Well, except for the one in my coat.  It’s a bit reluctant to go away, which is nice because I need the insulation.  I hadn’t dressed myself for this today. 

The last hundred feet are the real warning signs. 

The air up here should be dry and thin.  But the rungs of the ladder are thick with dew.  Dripping, fresh dew.  A cloud was here.  A cloud that was falling to pieces, shedding itself as hard and fast as a summer rainstorm. 

But it hasn’t rained in days and we aren’t due for at least another week. 

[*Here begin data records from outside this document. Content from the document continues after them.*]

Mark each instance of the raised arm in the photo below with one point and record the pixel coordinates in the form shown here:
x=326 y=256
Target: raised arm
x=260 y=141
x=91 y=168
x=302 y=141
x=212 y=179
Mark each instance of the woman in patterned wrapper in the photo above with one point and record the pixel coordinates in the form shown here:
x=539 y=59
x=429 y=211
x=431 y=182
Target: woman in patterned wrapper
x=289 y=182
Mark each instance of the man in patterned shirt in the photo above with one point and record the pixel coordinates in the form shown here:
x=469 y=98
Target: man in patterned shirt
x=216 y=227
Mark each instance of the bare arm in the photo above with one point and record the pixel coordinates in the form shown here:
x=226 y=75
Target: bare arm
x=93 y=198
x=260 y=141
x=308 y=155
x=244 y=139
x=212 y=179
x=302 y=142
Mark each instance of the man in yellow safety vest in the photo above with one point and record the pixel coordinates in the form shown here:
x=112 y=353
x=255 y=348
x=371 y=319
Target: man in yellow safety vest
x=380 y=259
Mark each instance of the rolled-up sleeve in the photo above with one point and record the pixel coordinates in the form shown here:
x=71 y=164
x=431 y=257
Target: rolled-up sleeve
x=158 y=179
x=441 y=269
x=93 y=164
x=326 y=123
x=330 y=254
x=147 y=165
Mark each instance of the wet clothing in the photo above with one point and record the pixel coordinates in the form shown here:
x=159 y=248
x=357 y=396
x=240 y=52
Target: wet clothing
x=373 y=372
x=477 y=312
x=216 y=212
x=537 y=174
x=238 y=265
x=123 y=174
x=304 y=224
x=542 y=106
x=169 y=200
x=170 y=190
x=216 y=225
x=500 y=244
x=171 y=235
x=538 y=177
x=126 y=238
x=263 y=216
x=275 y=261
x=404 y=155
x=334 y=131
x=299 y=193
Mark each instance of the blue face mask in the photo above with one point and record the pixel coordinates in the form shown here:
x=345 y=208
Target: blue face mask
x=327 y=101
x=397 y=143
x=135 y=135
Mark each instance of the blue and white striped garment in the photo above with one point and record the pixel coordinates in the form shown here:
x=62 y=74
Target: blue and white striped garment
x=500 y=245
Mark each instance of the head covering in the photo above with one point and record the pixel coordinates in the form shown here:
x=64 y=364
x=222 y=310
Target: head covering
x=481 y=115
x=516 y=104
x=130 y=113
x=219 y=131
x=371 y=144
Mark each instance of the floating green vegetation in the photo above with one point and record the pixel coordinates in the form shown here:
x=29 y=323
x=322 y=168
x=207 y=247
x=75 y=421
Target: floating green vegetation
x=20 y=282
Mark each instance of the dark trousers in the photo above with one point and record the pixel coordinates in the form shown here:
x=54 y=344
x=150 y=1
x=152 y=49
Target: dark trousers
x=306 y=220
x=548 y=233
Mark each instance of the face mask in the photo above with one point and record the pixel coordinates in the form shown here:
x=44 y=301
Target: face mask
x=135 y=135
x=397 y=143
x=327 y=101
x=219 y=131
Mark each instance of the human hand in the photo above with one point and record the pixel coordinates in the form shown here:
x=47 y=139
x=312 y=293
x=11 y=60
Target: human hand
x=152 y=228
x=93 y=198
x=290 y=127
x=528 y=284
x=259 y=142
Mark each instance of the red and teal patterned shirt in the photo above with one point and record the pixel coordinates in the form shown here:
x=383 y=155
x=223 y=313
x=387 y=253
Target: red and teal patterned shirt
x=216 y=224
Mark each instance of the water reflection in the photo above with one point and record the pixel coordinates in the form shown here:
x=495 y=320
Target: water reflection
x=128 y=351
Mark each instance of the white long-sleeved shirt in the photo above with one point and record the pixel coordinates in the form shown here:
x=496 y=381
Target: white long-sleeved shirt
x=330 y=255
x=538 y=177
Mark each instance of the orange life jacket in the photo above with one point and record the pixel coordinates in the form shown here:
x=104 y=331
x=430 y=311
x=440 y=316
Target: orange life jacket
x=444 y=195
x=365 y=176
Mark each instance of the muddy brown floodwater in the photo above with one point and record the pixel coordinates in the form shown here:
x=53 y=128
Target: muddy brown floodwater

I shiver again and I press on as the condensation grows heavier and heavier until I heave the trapdoor open and roll inside and I’m up to my ankles in cloudblood and I say “what’s going on oh” because that’s already a stupid question.

I’m eye to eye with my replacement for the second time.  I didn’t know her well because I don’t know any humans well anymore, but she seemed nice at the time.  Earnest.  Forthright.  A bit reluctant to meet my eyes, but that was something I’d noticed in a lot of people so not much to think of.

She has no trouble meeting my eyes now, even as her hands are busy tearing off strips of cloud.  There’s a knife in one, a snapped-off looking thing that seems to have been made of a piece of the ceiling.  A railing has been turned into a fishing rod.  All fabric has been unravelled and fashioned into line. 

And the walls and gaps and holes in the place have been filled with icy cloudbone, and the floor is awash in clear pure blood. 

She chews.  Swallows.  Stares at me. 

“I was hungry,” she says into the silence.  It’s a very normal quiet voice and it doesn’t sound like a monster at all. 

I’m not sure what I’m going to do when I take a step forwards but she decides for me knife-first. 

***

The knife is easy enough to fix.  Just don’t be where it is and then keep it far away from both of you until it’s less useful than a free hand. 

But hands are hands and hers are attached to arms with a lot more muscle than mine.  Time and tide haven’t helped me, and I don’t know how long she’s been at this madness but it’s clearly helped her grip strength.  She’s got a hold on my wrist that’s putting an ache there that isn’t from the climb alone, and it’s a lot of work keeping that other hand from my neck. 

My neck is tickling.  The cloud is still there, and I feel really bad about that.  It shouldn’t have to see this.  Not after all it did already, poor little bastard.  I wonder how big it was before it made that mad long dash down to see me.  I wonder how many friends it lost, how much pain it saw before it made its plan.  I wonder so many things I almost don’t see it in motion in time, see it pour out of my shirt, see it pour onto her face, see her moment of indecision as she tries to decide whether staying blind or loosing her grip is a bigger risk. 

But my reflexes aren’t bad, even if my muscles are sore and my lungs are weak, so I stomp on her instep and twist with the wind and maybe that shouldn’t do the trick but well.

Six months is a long time up here, by yourself.  But it isn’t quite enough to get rid of your land legs. 

So she falls, and I make sure she keeps falling, and she falls across the floor and I didn’t think to close the hatch. 

Not a sound.  Not one sound. 

***

I drain the floor.  I close the hatch.  I tear apart the rod and line and I hammer the knife back into something useful again. 

The cloud stays for six days to get its strength back, and by then its friends have come close again, cautiously, carefully, and someone’s sent a polite questionnaire up the metal line and I’ve filled it out and made myself clear. 

I’m still retired, obviously.  But for the time being I can be retired up here.

And I needed to quit smoking anyways.